Labels

maandag 5 maart 2018

Mensenkenners


Jan Toorop, “Portret van Annie Hall”, 1885

      Psychoanalytici zijn per definitie slechte mensenkenners.
    Natuurlijk, ze kunnen prima analyseren, symptomen duiden, en dan soms ook nog verstandige dingen concluderen, soms. Maar daar gaat het niet om. Dat is een rationele activiteit. Dat is wat anders dan mensenkennis.
    Mensenkennis vergt intuïtie. Die ziet al aan de loop van zijn patiënt hoe de vlag erbij hangt, aan de blik in zijn ogen, aan de hoogte van de stem. Dat voel je. Maar niet de psychoanalytici. Die gaan achter de divan staan. Abstinentie heet dat.
    Psychoanalytici zijn slechte mensenkenners. Peter Gay zet Freud in zijn dikke biografie feitelijk neer als een man die de mensen in zijn omgeving heel vaak slecht begrepen heeft en vaak volledig verkeerd inschatte.

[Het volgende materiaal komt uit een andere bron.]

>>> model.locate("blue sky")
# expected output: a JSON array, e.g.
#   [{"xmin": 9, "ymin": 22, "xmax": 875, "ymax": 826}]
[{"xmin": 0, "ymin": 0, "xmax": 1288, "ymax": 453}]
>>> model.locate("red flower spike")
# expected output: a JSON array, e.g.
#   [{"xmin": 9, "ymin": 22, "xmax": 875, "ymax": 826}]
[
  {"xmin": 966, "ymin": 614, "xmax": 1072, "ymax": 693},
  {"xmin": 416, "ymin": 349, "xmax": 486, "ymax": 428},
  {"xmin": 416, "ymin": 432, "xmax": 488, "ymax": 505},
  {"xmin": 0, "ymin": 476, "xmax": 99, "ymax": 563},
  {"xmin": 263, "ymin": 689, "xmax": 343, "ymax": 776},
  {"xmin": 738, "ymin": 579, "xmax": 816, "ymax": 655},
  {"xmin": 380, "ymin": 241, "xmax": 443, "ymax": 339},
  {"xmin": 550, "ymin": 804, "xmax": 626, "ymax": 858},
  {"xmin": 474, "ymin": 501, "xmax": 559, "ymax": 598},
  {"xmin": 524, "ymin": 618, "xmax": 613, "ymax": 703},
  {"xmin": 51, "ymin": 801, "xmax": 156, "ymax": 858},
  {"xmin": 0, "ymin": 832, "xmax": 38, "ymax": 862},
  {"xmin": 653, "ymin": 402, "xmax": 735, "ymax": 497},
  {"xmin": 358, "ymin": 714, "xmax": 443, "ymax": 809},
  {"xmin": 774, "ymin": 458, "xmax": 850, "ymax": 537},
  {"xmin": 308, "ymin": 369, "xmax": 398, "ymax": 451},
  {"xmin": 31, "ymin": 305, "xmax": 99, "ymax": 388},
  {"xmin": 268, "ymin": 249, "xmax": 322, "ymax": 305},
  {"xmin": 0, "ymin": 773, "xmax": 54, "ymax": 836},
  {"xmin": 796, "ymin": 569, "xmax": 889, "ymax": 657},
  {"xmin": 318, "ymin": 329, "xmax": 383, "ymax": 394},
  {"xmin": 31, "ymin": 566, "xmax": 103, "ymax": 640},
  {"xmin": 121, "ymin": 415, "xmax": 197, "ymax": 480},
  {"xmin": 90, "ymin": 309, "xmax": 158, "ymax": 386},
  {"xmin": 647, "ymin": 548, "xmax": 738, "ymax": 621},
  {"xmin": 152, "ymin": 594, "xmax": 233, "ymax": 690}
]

Conflicten met Jung en Reich vinden daar hun oorsprong.
    Psychoanalytici voelen hun tekortkoming op het gebied van mensenkennis onbewust aan en proberen dat te compenseren met analyseren, duiden, verklaren. Verstandelijk, rationeel. Op zich is daar niks mis mee, maar de constatering staat.
    Als psycholoog wordt je geboren, of niet natuurlijk, maar tot psychoanalyticus wordt je gemaakt. Dat kun je alleen maar leren. Veel oefenen, vooral ook met jezelf. Mensenkennis hebben valt niet te leren. Dat heb je of dat heb je niet.